“The silhouette says a lot with very little information, but that’s also what the stereotype does” - Kara Walker
This week the Brooklyn Museum Library is highlighting works in our collection by and about the artist Kara Walker to coincide with the recent installation of a sculpture by her at the Museum. The sculpture – “African Boy Attendant Curio (Bananas)” – was recently exhibited in the art installation entitled “A Subtlety” located in Brooklyn’s cavernous, defunct Domino Sugar factory. The massive public art project was organized by Creative Time, headed by incoming Brooklyn Museum Director Anne Pasternak.
Walker’s more delicate work in the medium of cut silhouettes combines as many contradictions as the monumental, yet temporary, Domino installation.
Working with silhouettes in a variety of materials, Walker injects an unexpected complexity into this seemingly simple medium. Many of Walker’s figures display the elaborate costumes and hair pieces of aristocrats in the antebellum period – but a closer look reveals more unsettling elements – themes of race, sexuality and violence appear unexpectedly in the shadows.

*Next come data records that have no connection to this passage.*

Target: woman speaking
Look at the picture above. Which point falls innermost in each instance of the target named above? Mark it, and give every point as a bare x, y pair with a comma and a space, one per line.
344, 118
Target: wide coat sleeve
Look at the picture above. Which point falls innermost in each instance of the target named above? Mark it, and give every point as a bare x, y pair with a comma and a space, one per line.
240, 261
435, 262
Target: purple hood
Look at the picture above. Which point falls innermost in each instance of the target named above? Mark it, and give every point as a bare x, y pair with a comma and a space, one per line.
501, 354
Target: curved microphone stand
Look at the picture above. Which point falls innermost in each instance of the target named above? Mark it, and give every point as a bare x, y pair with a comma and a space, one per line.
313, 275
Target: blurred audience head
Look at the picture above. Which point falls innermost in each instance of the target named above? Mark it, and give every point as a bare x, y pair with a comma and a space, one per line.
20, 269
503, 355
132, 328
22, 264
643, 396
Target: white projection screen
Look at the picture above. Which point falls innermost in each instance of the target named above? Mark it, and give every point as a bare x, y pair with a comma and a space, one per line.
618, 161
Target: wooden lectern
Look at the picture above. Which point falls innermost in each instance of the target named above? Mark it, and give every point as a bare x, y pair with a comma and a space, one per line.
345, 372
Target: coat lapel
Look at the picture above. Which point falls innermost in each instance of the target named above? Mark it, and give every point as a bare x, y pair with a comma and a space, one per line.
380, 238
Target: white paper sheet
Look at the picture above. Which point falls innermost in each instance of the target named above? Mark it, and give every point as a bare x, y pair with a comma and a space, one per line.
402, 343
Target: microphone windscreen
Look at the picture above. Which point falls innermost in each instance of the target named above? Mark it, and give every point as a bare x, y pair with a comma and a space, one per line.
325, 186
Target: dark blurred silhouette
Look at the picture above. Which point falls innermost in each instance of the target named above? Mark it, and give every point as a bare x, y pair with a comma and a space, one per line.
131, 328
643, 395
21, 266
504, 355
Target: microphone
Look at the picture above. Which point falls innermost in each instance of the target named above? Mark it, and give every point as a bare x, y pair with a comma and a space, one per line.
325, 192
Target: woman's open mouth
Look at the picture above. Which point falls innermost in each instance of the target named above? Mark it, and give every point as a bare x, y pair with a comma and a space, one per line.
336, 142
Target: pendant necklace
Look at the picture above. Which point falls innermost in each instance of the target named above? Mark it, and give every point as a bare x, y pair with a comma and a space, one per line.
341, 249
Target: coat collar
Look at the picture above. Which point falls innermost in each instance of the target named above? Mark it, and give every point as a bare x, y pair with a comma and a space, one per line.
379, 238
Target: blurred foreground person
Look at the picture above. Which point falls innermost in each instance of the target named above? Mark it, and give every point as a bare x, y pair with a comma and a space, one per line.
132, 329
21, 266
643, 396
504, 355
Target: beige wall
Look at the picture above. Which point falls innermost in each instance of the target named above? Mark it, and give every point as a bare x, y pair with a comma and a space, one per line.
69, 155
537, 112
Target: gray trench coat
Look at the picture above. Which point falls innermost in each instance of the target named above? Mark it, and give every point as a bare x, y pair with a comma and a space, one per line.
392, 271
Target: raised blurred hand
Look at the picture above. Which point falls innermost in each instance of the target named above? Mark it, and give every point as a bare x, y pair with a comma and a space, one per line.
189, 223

In the collection of the bkmlibrary the artist book Five poems by Toni Morrison is illustrated with silhouettes by Kara Walker that are almost whimsical – but look closer and they are perhaps not what they seem.
Seeing the unspeakable: the art of Kara Walker; Kara Walker : after the deluge and Kara Walker : my complement, my enemy, my oppressor, my love all showcase exhibits and works by Walker that use the precise and delicate imagery of the silhouette, as well as vivid collages, to display sometimes disturbing scenes of life in both the old South and in our own time. The bkmlibrary owns much more by and about Kara Walker - just take a look!